Usando esse conjunto de capital, Buffett e Munger compraram o controle acionário da See’s Candies, do Buffalo Evening News e da Wesco Financial, a empresa que Munger lideraria.

Em 1975, a SEC, equivalente da comissão de valores mobiliários dos EUA, alegou que a Blue Chip Stamps tinha manipulado o preço da Wesco porque Buffett e Munger tinham persuadido a sua administração a abandonar um plano de fusão. A Blue Chip resolveu a disputa concordando em pagar aos ex-investidores da Wesco um total de cerca de US$ 115 mil, sem admissão de culpa.

A provação sublinhou os riscos de Buffett e Munger terem interesses financeiros tão complicados e sobrepostos. Um esforço de anos para simplificar as questões culminou em 1983 com a fusão da Blue Chip Stamps com a Berkshire. Munger, cuja participação na Berkshire subiu para 2%, tornou-se vice-presidente do conselho de Buffett.

Aposta na China

Nos últimos anos, os fãs de Munger continuaram a viajar para Los Angeles para lhe fazer perguntas nas reuniões anuais do Daily Journal, uma editora que ele liderou como presidente do conselho. Ele mostrou seu talento para investir o dinheiro da empresa em ações temporariamente em baixa, como as do Wells Fargo durante o auge da crise financeira de 2008-2009.

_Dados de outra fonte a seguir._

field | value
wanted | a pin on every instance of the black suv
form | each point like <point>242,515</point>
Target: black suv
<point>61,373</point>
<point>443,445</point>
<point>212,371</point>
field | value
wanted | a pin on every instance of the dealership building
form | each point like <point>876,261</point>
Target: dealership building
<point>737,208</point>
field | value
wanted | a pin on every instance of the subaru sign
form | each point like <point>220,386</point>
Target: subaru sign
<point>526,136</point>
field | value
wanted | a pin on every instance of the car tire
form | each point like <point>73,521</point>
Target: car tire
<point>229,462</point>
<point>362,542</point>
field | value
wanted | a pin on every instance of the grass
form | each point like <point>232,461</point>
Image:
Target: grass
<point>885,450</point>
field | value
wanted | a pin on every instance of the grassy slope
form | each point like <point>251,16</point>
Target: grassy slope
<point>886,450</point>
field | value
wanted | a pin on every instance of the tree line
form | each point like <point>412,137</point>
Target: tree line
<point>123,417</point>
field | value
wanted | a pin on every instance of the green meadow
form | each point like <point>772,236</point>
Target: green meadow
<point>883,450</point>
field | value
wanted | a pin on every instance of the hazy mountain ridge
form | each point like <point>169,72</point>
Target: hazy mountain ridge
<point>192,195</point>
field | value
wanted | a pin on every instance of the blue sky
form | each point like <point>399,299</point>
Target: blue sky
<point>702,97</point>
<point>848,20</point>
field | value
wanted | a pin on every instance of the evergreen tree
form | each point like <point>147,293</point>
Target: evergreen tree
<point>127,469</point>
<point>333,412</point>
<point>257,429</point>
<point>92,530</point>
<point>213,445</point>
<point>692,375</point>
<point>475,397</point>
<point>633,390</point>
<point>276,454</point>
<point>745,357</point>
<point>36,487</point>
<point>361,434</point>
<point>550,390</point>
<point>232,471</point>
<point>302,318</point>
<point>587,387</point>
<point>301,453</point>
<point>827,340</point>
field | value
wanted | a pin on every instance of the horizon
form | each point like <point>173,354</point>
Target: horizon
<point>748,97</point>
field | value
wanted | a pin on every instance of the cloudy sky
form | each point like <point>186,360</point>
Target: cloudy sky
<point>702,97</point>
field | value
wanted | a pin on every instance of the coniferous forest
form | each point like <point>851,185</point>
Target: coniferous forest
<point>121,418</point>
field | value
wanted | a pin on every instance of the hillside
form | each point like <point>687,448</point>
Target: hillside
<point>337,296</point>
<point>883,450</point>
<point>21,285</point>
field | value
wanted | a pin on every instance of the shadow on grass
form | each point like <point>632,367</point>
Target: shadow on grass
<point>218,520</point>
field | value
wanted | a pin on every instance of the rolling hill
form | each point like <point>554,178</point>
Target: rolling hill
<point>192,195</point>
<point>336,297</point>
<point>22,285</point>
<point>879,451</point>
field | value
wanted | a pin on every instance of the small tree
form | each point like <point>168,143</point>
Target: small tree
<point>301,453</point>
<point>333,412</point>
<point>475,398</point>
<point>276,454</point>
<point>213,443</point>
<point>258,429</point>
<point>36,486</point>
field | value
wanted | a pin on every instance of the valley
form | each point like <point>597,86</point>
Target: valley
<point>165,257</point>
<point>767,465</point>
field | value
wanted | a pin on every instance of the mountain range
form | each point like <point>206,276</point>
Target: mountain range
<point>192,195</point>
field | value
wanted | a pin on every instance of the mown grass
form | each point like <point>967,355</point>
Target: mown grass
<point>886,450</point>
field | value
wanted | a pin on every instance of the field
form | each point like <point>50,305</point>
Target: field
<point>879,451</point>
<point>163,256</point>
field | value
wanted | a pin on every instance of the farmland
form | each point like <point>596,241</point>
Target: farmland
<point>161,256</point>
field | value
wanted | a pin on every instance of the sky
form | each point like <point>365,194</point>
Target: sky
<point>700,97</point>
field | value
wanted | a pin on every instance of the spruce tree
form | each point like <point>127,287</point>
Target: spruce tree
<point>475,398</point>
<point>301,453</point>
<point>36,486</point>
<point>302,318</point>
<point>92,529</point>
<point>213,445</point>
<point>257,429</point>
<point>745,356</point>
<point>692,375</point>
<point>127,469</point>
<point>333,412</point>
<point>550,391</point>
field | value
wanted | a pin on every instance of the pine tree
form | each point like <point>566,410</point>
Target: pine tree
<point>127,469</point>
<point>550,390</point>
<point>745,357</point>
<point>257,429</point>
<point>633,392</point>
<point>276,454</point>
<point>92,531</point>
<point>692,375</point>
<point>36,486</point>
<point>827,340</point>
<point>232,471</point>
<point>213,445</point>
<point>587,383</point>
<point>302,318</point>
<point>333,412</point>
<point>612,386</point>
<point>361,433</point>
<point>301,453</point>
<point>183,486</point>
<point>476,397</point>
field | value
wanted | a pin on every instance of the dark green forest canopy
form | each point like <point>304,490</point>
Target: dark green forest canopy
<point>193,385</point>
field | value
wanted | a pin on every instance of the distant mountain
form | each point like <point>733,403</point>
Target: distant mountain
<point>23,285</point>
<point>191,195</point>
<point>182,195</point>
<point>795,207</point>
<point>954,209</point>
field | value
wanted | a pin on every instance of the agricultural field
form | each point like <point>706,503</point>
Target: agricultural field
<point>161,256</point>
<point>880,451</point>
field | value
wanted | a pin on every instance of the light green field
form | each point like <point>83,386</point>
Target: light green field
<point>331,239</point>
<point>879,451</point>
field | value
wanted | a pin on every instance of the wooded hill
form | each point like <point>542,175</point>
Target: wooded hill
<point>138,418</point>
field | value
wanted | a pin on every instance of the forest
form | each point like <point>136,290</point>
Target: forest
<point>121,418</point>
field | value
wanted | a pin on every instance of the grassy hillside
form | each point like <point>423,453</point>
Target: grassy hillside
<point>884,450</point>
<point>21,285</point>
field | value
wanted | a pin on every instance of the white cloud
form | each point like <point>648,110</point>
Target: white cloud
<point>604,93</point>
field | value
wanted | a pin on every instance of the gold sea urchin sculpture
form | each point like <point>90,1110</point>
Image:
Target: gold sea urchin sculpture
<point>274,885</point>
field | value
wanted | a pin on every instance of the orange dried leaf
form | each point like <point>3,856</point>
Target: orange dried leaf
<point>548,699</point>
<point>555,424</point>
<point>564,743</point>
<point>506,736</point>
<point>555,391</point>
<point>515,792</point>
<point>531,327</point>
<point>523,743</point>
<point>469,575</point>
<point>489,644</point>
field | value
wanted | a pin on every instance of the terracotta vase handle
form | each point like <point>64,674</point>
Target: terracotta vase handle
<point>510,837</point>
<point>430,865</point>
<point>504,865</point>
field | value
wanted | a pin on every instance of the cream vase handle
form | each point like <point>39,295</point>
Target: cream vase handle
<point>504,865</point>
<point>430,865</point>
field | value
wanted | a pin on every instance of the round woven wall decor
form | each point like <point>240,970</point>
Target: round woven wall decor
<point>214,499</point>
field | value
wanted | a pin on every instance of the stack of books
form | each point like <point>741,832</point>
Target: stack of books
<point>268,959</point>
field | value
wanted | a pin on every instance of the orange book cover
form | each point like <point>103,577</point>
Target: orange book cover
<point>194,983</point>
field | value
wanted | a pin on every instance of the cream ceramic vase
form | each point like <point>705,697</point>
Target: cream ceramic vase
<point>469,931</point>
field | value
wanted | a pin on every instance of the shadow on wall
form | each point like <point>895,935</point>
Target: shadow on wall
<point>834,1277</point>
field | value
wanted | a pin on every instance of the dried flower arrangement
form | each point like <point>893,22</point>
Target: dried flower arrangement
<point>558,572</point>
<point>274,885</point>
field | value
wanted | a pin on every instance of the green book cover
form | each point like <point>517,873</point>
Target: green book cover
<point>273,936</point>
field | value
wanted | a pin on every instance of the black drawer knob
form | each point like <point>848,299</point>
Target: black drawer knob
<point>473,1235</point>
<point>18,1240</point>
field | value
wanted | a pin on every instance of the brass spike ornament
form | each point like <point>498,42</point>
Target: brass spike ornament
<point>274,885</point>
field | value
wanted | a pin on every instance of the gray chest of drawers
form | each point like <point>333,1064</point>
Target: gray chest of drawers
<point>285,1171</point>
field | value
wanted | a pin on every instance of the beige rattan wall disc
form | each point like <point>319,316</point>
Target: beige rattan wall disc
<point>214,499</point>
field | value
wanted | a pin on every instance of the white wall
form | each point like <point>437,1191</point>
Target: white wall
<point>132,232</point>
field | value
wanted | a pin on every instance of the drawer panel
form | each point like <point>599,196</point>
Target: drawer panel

Munger foi durante muitos anos mais otimista do que Buffett quando se tratava de investir na China. A Berkshire tornou-se o maior acionista da montadora chinesa BYD, por exemplo; anos depois Munger começou a comprar suas ações, embora a Berkshire tenha começado a reduzir essa participação em 2022.

Munger começou a compartilhar seu título de vice-presidente do conselho na Berkshire em 2018 com dois executivos seniores da próxima geração, Greg Abel e Ajit Jain, que foram nomeados para o conselho em um sinal há muito tempo aguardado sobre os planos de sucessão de Buffett.

Foi o próprio Munger quem, três anos antes, sinalizou a provável promoção deles com elogios feitos à sua maneira característica: com um golpe indireto no chefe.

“Em alguns aspectos importantes”, ele escreveu de Abel e Jain em 2015, “cada um é um executivo de negócios melhor do que Buffett”.